WASHINGTON, D.C. -Lying in his bed in the family farmhouse those first five or six months after he left, a man I'll call Jerry used to think about how he would commit suicide, if it came to that. He would put a shotgun in his mouth and pull the trigger with a string looped to his toe. He laughed then, for he had remembered something: "I was so out of it when I first went there I used to sneak out to the toilets to put on my deodorant. I didn't want anybody to see my underarms." He is an atheist now, he said, and then corrected himself and said he was probably an agnostic: he can't prove God doesn't exist. Now and then, he said, he still gets in his black depressions. On the evening I sat with him, he was finishing law school at an ivy league university. He was editor of the law review and was then being courted by the best firms on Wall Street. "The whole Catholic thing is so far away," he said with a kind of dreaminess when I pressed for something else.
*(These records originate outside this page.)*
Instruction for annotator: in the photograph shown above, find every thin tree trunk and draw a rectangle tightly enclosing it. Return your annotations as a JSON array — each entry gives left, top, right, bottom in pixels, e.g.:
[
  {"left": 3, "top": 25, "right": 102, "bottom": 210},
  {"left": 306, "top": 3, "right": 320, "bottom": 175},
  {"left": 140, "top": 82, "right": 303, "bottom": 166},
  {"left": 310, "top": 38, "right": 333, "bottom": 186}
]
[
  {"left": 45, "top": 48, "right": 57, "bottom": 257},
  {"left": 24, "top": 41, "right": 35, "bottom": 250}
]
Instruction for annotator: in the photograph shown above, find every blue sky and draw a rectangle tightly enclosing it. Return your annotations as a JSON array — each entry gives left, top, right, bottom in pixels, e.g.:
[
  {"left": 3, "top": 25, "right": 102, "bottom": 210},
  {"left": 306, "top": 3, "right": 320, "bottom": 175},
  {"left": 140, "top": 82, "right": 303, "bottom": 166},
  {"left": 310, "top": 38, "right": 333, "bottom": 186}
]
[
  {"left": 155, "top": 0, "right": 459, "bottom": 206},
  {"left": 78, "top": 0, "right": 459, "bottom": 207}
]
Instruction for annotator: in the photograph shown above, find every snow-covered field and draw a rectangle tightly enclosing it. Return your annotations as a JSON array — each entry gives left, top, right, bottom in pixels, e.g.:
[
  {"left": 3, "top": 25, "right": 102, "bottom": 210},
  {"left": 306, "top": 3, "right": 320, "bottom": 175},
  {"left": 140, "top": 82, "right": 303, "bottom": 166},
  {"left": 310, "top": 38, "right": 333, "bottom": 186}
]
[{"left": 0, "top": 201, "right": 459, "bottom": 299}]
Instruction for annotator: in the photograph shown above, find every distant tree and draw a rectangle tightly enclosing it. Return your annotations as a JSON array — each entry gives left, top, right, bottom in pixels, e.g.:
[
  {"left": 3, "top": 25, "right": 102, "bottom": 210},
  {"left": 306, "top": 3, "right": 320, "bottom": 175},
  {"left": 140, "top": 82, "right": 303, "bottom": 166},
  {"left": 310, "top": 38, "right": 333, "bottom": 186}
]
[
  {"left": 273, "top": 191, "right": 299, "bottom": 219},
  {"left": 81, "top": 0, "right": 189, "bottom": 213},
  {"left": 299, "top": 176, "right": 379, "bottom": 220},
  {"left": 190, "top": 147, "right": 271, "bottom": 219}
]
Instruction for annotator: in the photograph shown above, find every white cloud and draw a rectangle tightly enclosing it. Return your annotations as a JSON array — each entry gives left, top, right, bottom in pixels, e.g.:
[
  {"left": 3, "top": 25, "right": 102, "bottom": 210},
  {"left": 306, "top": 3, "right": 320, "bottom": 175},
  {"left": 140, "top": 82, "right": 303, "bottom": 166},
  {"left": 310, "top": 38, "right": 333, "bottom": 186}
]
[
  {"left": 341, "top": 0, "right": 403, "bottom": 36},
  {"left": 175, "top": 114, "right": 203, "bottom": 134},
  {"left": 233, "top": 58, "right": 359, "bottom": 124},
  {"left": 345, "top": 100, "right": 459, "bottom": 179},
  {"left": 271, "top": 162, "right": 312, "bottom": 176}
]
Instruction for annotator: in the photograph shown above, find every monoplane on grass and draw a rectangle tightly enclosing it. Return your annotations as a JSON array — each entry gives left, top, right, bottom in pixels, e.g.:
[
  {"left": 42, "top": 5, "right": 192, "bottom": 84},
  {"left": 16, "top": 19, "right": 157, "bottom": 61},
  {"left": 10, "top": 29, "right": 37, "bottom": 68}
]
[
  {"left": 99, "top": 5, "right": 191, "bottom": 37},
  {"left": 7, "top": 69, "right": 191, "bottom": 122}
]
After he went to the kitchen I asked his wife if he talked about the seminary much, and she said not much but that when he did he always got animated.
More than a year ago, I began this fellowship with an idea I couldn't prove. The idea was this: out there, in Moline and Fort Worth and Kansas City, were ex-seminarians and former priests and current priests and atheists and agnostics and true believers whom I hadn't seen in years, decades in some cases, but whom I was nonetheless tied to, and they to me, by mysterious fibres, nodes of existence, chains of interlocking grace and paradox and melancholy and reverie that run from a center I was determined to find. Now, these months later, I can say, with some sense of grinning contradiction, that there has been nothing to dissuade me from my idea of an invisible network, a spiritual grid among us, but that I am no closer to finding its center than I was when I started out. I think I knew this is how it was going to be.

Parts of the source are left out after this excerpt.